Absolutely! While this recipe features red bell pepper, cucumber, carrots, spinach, and avocado, feel free to swap in your favorites. Try adding roasted zucchini or fresh sprouts for a unique twist. The vibrant colors and flavors will still shine through!
How should I store leftover wraps?
If you have any wraps left over, simply wrap them tightly in foil or place them in an airtight container. They can be stored in the refrigerator for up to 2 days. Just remember that the veggies may lose some crunchiness over time, so it’s best to enjoy them fresh!
Can I freeze these veggie wraps?
Yes, you can freeze them! To do so, tightly wrap each assembled wrap in plastic wrap and then place them in a freezer-safe bag. They will last for about 1 month. When you’re ready to eat, thaw overnight in the fridge and enjoy cold or warmed up.
What’s a good substitute for hummus if I want a different spread?
If you’re looking for alternatives to hummus, try using tzatziki sauce or guacamole for a creamy texture and burst of flavor.

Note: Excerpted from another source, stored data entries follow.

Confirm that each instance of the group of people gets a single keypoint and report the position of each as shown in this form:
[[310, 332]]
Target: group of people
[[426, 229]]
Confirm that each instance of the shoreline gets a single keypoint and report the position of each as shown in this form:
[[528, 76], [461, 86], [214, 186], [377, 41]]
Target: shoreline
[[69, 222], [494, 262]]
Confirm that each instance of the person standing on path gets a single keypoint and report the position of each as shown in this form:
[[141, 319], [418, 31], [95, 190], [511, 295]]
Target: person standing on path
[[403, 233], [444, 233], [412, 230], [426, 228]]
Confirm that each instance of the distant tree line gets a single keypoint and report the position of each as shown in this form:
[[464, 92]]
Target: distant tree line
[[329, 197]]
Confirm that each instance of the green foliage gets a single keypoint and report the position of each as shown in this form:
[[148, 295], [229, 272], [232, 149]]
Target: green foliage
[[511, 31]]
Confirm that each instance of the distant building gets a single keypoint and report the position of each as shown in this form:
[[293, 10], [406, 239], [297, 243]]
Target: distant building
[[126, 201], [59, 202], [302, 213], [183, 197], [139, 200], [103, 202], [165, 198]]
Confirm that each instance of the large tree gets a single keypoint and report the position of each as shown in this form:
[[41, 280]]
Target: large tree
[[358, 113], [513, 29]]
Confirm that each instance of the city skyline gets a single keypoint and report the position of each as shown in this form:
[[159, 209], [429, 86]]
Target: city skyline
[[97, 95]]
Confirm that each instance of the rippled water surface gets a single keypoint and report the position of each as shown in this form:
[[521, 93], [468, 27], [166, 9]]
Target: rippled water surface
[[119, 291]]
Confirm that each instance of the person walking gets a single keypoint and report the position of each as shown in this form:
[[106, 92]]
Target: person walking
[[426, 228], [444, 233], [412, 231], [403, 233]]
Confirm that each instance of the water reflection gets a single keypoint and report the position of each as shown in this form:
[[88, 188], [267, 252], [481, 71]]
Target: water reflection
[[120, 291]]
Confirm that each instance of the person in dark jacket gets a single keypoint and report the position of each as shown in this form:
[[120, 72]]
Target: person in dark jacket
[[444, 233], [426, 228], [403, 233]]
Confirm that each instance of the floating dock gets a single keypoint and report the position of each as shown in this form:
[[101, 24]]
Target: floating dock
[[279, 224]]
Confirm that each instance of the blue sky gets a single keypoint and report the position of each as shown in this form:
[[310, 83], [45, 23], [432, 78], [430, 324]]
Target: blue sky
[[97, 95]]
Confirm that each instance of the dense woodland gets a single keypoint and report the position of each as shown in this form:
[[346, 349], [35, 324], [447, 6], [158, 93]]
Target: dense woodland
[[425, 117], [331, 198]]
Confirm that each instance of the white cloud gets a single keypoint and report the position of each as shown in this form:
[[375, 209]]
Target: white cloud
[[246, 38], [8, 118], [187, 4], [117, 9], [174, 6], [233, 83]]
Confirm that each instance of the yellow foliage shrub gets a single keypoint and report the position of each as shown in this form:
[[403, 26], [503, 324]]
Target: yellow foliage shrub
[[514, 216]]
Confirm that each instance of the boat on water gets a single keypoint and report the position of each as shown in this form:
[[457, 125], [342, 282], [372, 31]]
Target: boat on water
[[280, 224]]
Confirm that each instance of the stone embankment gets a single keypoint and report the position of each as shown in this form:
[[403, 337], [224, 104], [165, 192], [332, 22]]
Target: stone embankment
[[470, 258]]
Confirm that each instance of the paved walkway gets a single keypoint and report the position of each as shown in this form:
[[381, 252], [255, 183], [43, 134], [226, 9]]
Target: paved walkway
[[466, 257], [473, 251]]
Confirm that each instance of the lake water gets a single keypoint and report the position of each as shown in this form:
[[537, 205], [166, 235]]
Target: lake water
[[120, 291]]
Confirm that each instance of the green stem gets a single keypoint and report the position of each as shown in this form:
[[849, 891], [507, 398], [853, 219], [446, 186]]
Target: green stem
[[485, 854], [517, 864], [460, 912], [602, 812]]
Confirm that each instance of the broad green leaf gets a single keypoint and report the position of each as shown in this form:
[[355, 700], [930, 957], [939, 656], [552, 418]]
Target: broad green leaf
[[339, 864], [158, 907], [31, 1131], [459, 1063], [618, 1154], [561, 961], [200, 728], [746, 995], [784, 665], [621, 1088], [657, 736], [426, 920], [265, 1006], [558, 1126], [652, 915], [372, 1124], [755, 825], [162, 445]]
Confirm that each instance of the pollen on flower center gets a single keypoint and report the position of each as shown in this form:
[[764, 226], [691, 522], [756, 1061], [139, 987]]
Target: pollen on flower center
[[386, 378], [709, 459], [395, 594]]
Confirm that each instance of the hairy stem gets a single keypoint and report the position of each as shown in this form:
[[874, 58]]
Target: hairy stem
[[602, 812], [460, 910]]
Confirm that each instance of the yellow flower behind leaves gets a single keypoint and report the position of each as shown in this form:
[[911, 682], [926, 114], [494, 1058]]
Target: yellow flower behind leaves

Both options pair wonderfully with the fresh vegetables and will keep your wraps exciting!
How many servings does this recipe yield?
This tasty recipe makes 4 generous servings, perfect for a light lunch or snack. Each wrap is around 250 calories, making it a nutritious choice that won’t weigh you down.
What’s the best way to roll my wraps tightly?
To roll your wraps neatly, start by folding the sides inward over the filling before rolling from the bottom up. This helps keep everything packed inside as you roll tightly. Aim for a snug fit without squeezing too hard; you want all those wonderful flavors to stay together!

Spring Rainbow Veggie Wraps with Hummus
Method
- Wash and slice the red bell pepper, cucumber, and avocado. Shred the carrots and rinse the spinach.
- Spread a generous layer of hummus on each wrap.
- Layer the sliced vegetables and spinach evenly on top of the hummus.
- Roll the wraps tightly, tucking in the sides as you go.
- Cut the wraps in half and serve immediately, or wrap in foil for later.